RIO DE JANEIRO -- The Brazilian government concluded an agreement with Venezuela to export 1,500 tons of coffee to the Andean nation, the Agrarian Development Ministry announced Monday.
The accord was struck by representatives of the ministry and the state-run firm Cafe Venezuela last Friday and represents $4.1 million in revenue for small producers and family cooperatives in southeastern Brazil.
The merchandise will be shipped within the next 10 days, a relatively rapid response to the "immediate demand" expressed by the Venezuelan government, the ministry's coordinator of international policy, Laudemir Muller, said in a communique.
"The shipment was not greater at this time only because more containers were not available," said Muller.
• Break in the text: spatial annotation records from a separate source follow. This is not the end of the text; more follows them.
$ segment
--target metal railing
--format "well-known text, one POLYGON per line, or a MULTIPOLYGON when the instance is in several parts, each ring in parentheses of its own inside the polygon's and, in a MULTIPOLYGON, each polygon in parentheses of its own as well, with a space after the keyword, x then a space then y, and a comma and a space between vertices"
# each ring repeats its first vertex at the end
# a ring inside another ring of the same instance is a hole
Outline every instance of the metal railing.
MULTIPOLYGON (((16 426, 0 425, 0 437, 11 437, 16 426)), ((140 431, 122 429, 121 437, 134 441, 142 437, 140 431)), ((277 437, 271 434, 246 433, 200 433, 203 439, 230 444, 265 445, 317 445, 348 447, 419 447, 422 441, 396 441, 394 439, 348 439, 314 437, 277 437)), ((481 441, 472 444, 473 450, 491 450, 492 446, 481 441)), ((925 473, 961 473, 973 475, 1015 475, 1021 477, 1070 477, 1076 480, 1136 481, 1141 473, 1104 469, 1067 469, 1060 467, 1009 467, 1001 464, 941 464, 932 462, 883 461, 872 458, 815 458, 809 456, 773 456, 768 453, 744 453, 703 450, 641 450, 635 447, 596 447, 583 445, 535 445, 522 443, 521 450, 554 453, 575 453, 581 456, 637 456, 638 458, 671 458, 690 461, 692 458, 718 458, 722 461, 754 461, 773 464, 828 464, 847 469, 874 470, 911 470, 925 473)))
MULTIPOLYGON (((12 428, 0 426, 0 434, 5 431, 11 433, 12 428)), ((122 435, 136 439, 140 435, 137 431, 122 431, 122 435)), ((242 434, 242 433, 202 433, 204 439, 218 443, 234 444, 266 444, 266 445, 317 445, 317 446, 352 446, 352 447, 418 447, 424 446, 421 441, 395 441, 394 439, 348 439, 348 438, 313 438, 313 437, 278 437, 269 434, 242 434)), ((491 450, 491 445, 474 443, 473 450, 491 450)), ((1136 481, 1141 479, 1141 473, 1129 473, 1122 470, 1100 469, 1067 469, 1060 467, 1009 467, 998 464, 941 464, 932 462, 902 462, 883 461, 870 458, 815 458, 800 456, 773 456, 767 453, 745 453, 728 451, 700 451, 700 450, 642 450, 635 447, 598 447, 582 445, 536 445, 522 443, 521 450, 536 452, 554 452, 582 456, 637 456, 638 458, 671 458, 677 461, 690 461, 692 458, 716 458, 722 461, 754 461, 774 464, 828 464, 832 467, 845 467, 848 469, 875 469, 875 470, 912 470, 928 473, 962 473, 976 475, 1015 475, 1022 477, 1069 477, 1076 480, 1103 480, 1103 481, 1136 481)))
The price Venezuela will pay is 15 percent higher than that charged in the Brazilian domestic market, according to the president of the Family Farmers Cooperative of the Territory of Caparao, one of those that is benefitting from the accord.
Last week, the government of Hugo Chavez ordered the seizure of coffee roasters Fama de America and Cafe Madrid using the argument that they were claiming there were coffee bean supply problems, something that Caracas said they do every year in the months just before the harvest.
Since 2004, Brazil, the world's largest coffee producer and exporter, has not made any shipments to Venezuela, a country that traditionally has bought Colombian coffee.
Last week, amid the diplomatic crisis that arose between Colombia and Venezuela over the accord Bogota is negotiating with the United States on Washington's use of Colombian military bases, Chavez ordered his Commerce Ministry to replace the coffee imports from Colombia with purchases from other suppliers.